BNZ economists say the government’s plans to have more say in financial regulation – as indicated last week – will be important for the markets to monitor.

In announcing plans for the long anticipated deposit insurance scheme and the Deposit Takers Bill last week Finance Minister Grant Robertson said the reforms would include a new process for setting lending restrictions, such as loan-to-valuation (LVR) ratio restrictions. 

“This will give the Minister of Finance a role in determining which types of lending the Reserve Bank is able to directly restrict. The Reserve Bank will then have full discretion to decide which instrument is best suited to use and how the restrictions are applied,” Robertson said.

In the weekly BNZ Markets Outlook publication BNZ senior economist Craig Ebert describes the Government’s announced plans to influence bank lending as a “surprise”.

“The government’s plans to have more say in financial regulation will be important for the markets to monitor,” Ebert says.

“However, judgement will have to wait until the details are, firstly, revealed and then confirmed in legislation.”

He estimates this could take “at least a couple of years”, going by currently proposed timelines.

“To the extent this agenda is another directed at the recently-heated housing market, we would note the housing market could look and feel quite different by the time the new Deposit Takers Bill is enacted – namely 2023 by the look of it.”

Regarding the Bill’s proposed introduction of a deposit insurance scheme for New Zealand, the $100,000 threshold is “much bigger” than the $50,000 previously indicated, he notes.

“What’s more, it would apply to every amount an individual has with each deposit-taking institution, rather than $100,000 as a maximum per individual.”

Ebert says by its name and proposed thresholds, the deposit insurance scheme “sounds very reassuring”.

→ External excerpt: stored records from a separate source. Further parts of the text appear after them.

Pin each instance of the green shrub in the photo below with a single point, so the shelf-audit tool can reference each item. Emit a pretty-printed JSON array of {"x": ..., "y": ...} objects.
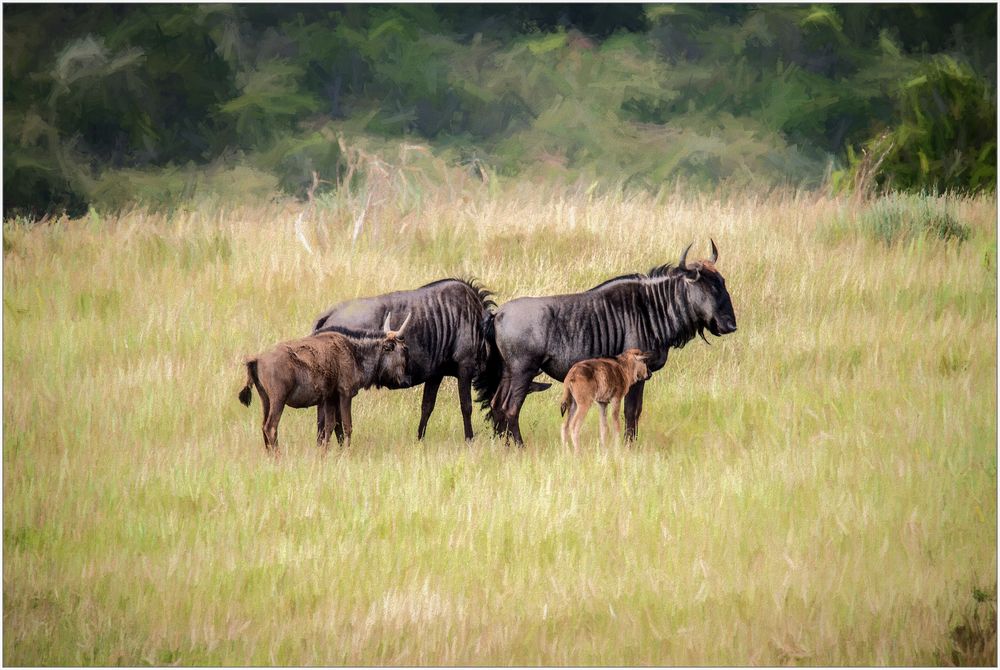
[{"x": 900, "y": 217}]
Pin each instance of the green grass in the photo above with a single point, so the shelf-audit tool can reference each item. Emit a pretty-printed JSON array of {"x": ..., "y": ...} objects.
[{"x": 817, "y": 488}]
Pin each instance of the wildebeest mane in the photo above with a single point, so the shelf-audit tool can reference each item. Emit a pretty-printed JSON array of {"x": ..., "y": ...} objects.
[
  {"x": 484, "y": 294},
  {"x": 654, "y": 272}
]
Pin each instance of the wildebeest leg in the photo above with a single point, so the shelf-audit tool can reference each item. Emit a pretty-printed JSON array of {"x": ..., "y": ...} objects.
[
  {"x": 465, "y": 399},
  {"x": 270, "y": 427},
  {"x": 320, "y": 422},
  {"x": 345, "y": 418},
  {"x": 520, "y": 381},
  {"x": 427, "y": 405},
  {"x": 633, "y": 408},
  {"x": 616, "y": 406},
  {"x": 603, "y": 407},
  {"x": 581, "y": 414},
  {"x": 564, "y": 431},
  {"x": 497, "y": 405},
  {"x": 329, "y": 410}
]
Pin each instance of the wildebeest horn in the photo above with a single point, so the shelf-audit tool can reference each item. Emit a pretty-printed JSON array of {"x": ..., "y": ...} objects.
[
  {"x": 399, "y": 333},
  {"x": 683, "y": 263}
]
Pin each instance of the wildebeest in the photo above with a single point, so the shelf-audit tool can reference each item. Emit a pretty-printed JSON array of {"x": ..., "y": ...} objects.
[
  {"x": 326, "y": 369},
  {"x": 446, "y": 339},
  {"x": 601, "y": 380},
  {"x": 653, "y": 312}
]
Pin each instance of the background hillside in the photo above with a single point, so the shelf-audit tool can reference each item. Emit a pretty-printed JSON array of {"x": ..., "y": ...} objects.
[{"x": 106, "y": 105}]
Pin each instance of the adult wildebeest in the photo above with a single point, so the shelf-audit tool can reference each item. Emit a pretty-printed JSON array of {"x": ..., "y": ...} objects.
[
  {"x": 327, "y": 370},
  {"x": 653, "y": 312},
  {"x": 445, "y": 340}
]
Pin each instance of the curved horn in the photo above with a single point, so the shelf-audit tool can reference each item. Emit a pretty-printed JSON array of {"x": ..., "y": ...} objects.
[
  {"x": 399, "y": 333},
  {"x": 683, "y": 263}
]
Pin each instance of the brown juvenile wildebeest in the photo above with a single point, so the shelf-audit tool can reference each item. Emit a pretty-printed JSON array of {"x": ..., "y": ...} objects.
[
  {"x": 326, "y": 369},
  {"x": 600, "y": 380}
]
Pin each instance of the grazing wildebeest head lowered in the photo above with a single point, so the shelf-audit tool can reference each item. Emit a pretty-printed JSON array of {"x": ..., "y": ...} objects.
[
  {"x": 653, "y": 312},
  {"x": 326, "y": 369},
  {"x": 445, "y": 340}
]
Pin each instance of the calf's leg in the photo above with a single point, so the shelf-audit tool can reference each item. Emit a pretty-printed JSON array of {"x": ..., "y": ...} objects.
[
  {"x": 564, "y": 431},
  {"x": 633, "y": 408},
  {"x": 581, "y": 414},
  {"x": 329, "y": 411},
  {"x": 603, "y": 408},
  {"x": 616, "y": 406},
  {"x": 345, "y": 418},
  {"x": 270, "y": 427}
]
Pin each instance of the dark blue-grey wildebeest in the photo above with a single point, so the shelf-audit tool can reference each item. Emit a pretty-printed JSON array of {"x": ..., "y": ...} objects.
[
  {"x": 445, "y": 338},
  {"x": 653, "y": 312}
]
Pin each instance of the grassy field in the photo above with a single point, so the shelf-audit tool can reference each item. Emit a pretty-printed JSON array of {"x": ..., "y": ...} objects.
[{"x": 817, "y": 488}]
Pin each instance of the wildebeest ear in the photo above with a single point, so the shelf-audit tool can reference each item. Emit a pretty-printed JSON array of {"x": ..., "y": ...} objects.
[{"x": 693, "y": 273}]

“However, it also increases the moral hazard of people dispersing funds across a wide range of deposit-taking institutions – some with naturally higher risk characteristics – knowing the taxpayer will bail them out if/when things turn sour.

“Of course, any insurance scheme involves direct costs in the form of premiums, which will presumably be paid on an ongoing basis by all deposit-taking institutions.”

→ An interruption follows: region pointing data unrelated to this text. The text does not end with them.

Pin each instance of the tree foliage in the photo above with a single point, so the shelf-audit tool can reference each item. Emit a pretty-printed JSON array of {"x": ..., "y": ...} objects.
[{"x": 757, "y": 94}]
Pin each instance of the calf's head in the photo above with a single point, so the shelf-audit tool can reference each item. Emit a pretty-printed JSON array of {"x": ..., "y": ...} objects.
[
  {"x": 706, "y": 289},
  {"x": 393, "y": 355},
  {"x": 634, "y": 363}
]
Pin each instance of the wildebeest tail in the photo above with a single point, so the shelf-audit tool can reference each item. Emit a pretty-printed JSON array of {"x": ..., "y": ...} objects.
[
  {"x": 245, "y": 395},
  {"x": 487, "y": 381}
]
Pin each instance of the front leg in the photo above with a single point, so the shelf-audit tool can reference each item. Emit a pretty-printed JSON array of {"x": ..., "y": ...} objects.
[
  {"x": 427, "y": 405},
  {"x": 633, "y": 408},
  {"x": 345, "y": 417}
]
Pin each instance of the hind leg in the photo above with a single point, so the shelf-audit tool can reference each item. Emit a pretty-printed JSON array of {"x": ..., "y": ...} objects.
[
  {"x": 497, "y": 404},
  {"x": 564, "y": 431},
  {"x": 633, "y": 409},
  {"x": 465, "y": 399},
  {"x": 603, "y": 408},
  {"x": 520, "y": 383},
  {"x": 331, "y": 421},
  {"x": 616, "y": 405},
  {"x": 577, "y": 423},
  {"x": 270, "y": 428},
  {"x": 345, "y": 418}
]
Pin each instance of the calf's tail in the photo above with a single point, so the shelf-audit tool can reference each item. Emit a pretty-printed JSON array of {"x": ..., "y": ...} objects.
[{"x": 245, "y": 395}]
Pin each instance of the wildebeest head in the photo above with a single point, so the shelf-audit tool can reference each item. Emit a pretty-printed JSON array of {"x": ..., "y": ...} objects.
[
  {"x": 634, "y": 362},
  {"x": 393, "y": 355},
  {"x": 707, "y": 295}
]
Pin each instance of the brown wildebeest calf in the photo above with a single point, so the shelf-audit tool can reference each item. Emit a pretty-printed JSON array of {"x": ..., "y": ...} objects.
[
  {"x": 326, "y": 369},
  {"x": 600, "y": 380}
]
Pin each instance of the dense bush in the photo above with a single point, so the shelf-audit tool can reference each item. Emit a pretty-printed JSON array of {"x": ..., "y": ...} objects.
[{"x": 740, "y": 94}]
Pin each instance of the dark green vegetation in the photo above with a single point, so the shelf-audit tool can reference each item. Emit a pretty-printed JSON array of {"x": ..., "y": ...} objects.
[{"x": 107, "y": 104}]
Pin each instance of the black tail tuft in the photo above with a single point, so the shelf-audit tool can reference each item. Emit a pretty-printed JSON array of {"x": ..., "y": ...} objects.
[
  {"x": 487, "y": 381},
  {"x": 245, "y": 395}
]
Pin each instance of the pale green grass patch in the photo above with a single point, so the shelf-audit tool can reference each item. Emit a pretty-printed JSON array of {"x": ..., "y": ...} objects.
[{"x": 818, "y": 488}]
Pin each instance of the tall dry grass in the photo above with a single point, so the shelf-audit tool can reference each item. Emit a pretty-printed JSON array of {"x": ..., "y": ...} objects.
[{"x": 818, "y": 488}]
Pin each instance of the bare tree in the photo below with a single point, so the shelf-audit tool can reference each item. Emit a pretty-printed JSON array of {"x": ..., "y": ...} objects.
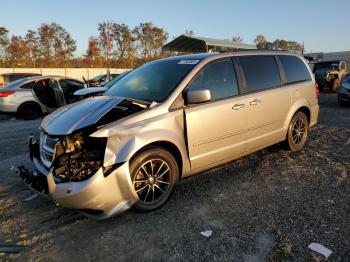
[
  {"x": 106, "y": 40},
  {"x": 237, "y": 39},
  {"x": 189, "y": 33},
  {"x": 150, "y": 39},
  {"x": 56, "y": 44},
  {"x": 93, "y": 54},
  {"x": 33, "y": 48},
  {"x": 4, "y": 41},
  {"x": 124, "y": 41},
  {"x": 17, "y": 51}
]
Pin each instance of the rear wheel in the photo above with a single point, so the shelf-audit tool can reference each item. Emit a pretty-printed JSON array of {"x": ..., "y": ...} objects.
[
  {"x": 29, "y": 111},
  {"x": 297, "y": 132},
  {"x": 341, "y": 102},
  {"x": 154, "y": 174},
  {"x": 335, "y": 85}
]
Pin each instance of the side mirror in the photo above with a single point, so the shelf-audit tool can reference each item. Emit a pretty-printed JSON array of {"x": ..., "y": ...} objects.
[{"x": 197, "y": 96}]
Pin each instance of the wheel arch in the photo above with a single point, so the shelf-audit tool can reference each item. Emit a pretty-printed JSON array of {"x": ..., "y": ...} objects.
[
  {"x": 30, "y": 102},
  {"x": 301, "y": 105},
  {"x": 166, "y": 145}
]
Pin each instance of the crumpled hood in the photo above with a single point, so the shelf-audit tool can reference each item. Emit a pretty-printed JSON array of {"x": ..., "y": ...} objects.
[
  {"x": 90, "y": 90},
  {"x": 70, "y": 118}
]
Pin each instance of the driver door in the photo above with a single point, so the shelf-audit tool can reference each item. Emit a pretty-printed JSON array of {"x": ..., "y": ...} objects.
[{"x": 216, "y": 130}]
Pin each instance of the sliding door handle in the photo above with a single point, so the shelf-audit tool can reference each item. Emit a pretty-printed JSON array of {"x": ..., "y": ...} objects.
[
  {"x": 255, "y": 102},
  {"x": 238, "y": 106}
]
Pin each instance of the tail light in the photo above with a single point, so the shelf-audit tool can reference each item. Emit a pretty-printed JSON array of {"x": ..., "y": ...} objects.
[{"x": 6, "y": 93}]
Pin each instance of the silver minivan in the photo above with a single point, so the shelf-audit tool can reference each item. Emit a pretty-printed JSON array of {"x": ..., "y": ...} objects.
[{"x": 167, "y": 120}]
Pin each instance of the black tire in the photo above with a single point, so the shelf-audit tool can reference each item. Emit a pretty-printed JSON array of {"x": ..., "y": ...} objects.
[
  {"x": 29, "y": 111},
  {"x": 297, "y": 132},
  {"x": 342, "y": 103},
  {"x": 151, "y": 181},
  {"x": 335, "y": 85}
]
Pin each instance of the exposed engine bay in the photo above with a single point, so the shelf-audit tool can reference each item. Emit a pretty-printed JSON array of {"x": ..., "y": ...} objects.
[{"x": 77, "y": 156}]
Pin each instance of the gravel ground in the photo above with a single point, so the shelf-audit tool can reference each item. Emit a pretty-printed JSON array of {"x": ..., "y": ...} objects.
[{"x": 267, "y": 206}]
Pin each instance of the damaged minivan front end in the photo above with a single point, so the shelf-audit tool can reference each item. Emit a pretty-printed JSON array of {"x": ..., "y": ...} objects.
[{"x": 70, "y": 162}]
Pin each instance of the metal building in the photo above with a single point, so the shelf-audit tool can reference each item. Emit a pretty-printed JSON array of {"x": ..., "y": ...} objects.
[{"x": 195, "y": 44}]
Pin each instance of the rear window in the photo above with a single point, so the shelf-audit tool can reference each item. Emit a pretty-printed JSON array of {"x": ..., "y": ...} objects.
[
  {"x": 219, "y": 77},
  {"x": 27, "y": 85},
  {"x": 260, "y": 72},
  {"x": 294, "y": 69}
]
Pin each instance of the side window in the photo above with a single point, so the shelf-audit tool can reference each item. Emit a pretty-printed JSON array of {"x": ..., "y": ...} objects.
[
  {"x": 260, "y": 72},
  {"x": 219, "y": 77},
  {"x": 27, "y": 85},
  {"x": 294, "y": 69}
]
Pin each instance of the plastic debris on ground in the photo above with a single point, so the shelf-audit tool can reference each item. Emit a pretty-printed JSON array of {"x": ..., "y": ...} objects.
[
  {"x": 320, "y": 249},
  {"x": 10, "y": 249},
  {"x": 30, "y": 198},
  {"x": 207, "y": 233}
]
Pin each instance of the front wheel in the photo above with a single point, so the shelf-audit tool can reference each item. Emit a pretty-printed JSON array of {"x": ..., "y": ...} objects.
[
  {"x": 335, "y": 85},
  {"x": 297, "y": 132},
  {"x": 154, "y": 174}
]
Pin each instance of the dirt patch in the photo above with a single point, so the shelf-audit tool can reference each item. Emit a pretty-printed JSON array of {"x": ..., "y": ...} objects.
[{"x": 271, "y": 203}]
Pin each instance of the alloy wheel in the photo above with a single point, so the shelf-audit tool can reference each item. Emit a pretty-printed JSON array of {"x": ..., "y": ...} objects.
[
  {"x": 152, "y": 180},
  {"x": 298, "y": 131}
]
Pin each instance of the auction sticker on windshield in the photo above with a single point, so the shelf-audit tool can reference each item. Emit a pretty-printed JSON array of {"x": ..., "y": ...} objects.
[{"x": 188, "y": 62}]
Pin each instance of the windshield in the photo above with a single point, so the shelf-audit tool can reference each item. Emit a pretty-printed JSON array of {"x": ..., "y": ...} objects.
[
  {"x": 96, "y": 78},
  {"x": 115, "y": 80},
  {"x": 347, "y": 80},
  {"x": 15, "y": 83},
  {"x": 153, "y": 81},
  {"x": 328, "y": 65}
]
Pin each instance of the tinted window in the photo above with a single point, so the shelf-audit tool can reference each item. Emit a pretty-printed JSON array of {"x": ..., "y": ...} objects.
[
  {"x": 27, "y": 85},
  {"x": 294, "y": 69},
  {"x": 260, "y": 72},
  {"x": 219, "y": 77}
]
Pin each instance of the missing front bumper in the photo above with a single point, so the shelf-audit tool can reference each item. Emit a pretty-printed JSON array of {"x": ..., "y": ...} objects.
[{"x": 109, "y": 195}]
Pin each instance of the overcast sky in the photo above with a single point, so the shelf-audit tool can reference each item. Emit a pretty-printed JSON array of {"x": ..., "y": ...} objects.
[{"x": 322, "y": 25}]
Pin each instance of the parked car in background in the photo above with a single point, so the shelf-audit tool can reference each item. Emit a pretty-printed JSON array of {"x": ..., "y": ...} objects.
[
  {"x": 100, "y": 80},
  {"x": 167, "y": 120},
  {"x": 10, "y": 77},
  {"x": 29, "y": 97},
  {"x": 344, "y": 91},
  {"x": 99, "y": 90},
  {"x": 329, "y": 74}
]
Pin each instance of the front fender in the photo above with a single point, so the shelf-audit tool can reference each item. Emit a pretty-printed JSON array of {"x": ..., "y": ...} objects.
[{"x": 123, "y": 143}]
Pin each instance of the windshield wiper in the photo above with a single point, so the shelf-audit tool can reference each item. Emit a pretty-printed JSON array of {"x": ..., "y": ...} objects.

While it will take time to judge the impact of the Deposit Takers Bill/Act, Ebert says it’s an added reason to tune into next week’s six-monthly Reserve Bank Financial Stability Report (FSR), (on Wednesday, May 5) for “any light the Bank might shed on it”.

“The FSR was already shaping up to be interesting enough, given the recent housing policy announcements by the government, and the lingering issue of whether the RBNZ might have anything more to say (and do?) with respect to restrictions put upon housing ‘investors’,” Ebert says.